Olivia hugged herself in bed, trying to calm her heart which was still beating rapidly. She tried to close her eyes again, but she was afraid.
She was afraid that if she slept again, she would return to that place the place where a silver-haired man was waiting and weeping for her.
She rose from the bed, walked toward the window, and looked at her vegetable garden illuminated by the moonlight.
"Just a dream,"
she persuaded herself, even though her hands still felt cold, as if the remnants of the white-haired man’s grip were still there.
_______________
The next day, Olivia woke up with a heavy head. The remnants of tears on her cheeks had dried, leaving an uncomfortable sensation. She looked in the bathroom mirror; her eyes were swollen, her face pale.
"Slept as if I ran a marathon," she complained while washing her face.
She tried to forget the dream. She convinced herself that it was just the effect of life stress or perhaps the side effects of the medication she was still taking after her coma. She didn’t want to think about the white-haired man. She didn’t want to think about the sound of the sobbing that still echoed in her ears.
That morning, she headed to her workplace, a small bookstore in the city center located in a rather quiet alley.
The shop belonged to a kind old man, Uncle Tan, who didn’t ask many questions and only wanted help organizing old books.
Upon arriving at the shop, Olivia began her daily routine. Organizing novels on shelves, cleaning dust, and serving the few customers who came by.
However, today felt different.
Every time she touched books in the fantasy or historical romance genres, her hands would tremble slightly. There was a strange pull. As if the books were "calling" to the memories she had buried.
"Olivia, can you help organize the boxes in the back? Those are the latest novels that just arrived this morning," Uncle Tan said from the front counter.
"Alright, Uncle."
Olivia walked to the storage room in the back. The room was cramped and smelled of old paper. She began to open the cardboard boxes one by one.

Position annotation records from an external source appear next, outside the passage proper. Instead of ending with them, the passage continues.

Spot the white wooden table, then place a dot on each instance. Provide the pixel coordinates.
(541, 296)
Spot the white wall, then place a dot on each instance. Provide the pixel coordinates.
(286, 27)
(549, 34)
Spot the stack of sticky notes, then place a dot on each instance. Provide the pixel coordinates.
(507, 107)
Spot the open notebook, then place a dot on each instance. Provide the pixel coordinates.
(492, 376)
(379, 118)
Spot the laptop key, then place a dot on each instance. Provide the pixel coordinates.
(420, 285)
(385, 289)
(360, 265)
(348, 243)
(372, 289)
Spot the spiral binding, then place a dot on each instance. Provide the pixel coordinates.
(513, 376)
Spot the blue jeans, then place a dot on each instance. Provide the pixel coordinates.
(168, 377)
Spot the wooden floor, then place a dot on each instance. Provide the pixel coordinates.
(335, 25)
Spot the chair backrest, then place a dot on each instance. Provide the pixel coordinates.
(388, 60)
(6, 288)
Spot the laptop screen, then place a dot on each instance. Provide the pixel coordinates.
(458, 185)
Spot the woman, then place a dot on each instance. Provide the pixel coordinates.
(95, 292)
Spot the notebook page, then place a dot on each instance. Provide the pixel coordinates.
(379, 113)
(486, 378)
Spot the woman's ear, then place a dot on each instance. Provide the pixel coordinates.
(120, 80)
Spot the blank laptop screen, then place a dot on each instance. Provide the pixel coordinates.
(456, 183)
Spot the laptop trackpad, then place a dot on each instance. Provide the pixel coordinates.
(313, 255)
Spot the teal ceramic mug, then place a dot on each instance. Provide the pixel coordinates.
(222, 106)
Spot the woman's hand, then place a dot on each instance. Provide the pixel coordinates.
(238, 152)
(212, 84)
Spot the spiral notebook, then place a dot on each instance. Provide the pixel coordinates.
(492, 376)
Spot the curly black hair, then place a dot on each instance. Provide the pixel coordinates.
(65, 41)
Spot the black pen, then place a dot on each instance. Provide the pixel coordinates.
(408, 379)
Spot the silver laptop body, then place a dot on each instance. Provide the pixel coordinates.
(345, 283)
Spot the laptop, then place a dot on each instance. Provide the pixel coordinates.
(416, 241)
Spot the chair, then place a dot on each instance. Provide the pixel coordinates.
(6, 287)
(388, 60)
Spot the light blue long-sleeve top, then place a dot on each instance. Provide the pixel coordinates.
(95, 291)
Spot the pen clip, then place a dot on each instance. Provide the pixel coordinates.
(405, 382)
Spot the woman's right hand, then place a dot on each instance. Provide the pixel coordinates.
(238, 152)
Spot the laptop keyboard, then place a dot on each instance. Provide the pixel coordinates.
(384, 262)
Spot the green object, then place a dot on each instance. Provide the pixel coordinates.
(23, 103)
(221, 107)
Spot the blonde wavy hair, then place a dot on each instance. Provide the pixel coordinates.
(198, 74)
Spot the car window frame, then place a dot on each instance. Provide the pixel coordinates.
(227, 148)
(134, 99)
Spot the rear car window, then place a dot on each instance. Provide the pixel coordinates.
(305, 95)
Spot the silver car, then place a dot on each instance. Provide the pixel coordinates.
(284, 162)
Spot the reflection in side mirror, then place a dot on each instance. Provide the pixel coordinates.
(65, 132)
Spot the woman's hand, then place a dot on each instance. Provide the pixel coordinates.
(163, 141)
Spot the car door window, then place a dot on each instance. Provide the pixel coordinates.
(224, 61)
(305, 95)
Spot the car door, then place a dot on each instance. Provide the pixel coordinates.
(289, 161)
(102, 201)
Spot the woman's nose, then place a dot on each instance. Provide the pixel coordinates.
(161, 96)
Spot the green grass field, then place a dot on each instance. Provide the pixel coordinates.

Suddenly, her hand stopped on a book at the very bottom of the box.
The book had no title on its cover. Only a blank black cover with a delicate silver carving in the center. Olivia pulled the book out. Her heart suddenly beat rapidly the same heart rhythm as in her dream earlier.
She opened the first page.
No writing. The second page, the third, the fourth... all were empty.
But when she reached the middle, she stopped. There was a very neat pencil sketch.
It was a picture of someone’s hands. Slender hands, with prominent veins, firmly holding a pair of smaller hands a woman’s hands.
Olivia was stunned. She touched the sketch of the hands with her fingertips.
Tuk.
Her heart felt as if it had been struck by something hard.
Suddenly, a very fragrant floral scent a scent that was very strange yet felt like home filled the cramped storage room. The scent of fresh forget-me-nots.
"Olivia? Are you okay back there?" Uncle Tan’s voice echoed from the front, sounding very far away.
Olivia jolted, nearly dropping the book. She closed the black book roughly and shoved it back under the box.
"I-I’m okay, Uncle! I... I just felt a little dizzy!" she shouted back.
She leaned her body against the wall of the storage room, her breath coming in gasps. Her hand that had touched the sketch earlier felt hot, as if she had just touched actual human skin.
"What is wrong with me..." she whispered in a trembling voice.
She looked at her own hand. There, on her wrist, was a faint red mark shaped like the mark of someone’s fingers who had just held her wrist very tightly.
Olivia rubbed the mark, but it didn’t disappear. It wasn’t an insect bite. It looked like... a grip mark.
And for the first time, Olivia no longer lied to herself. She knew, something was trying to connect with her from behind the wall of reality she had been trying to build all this time.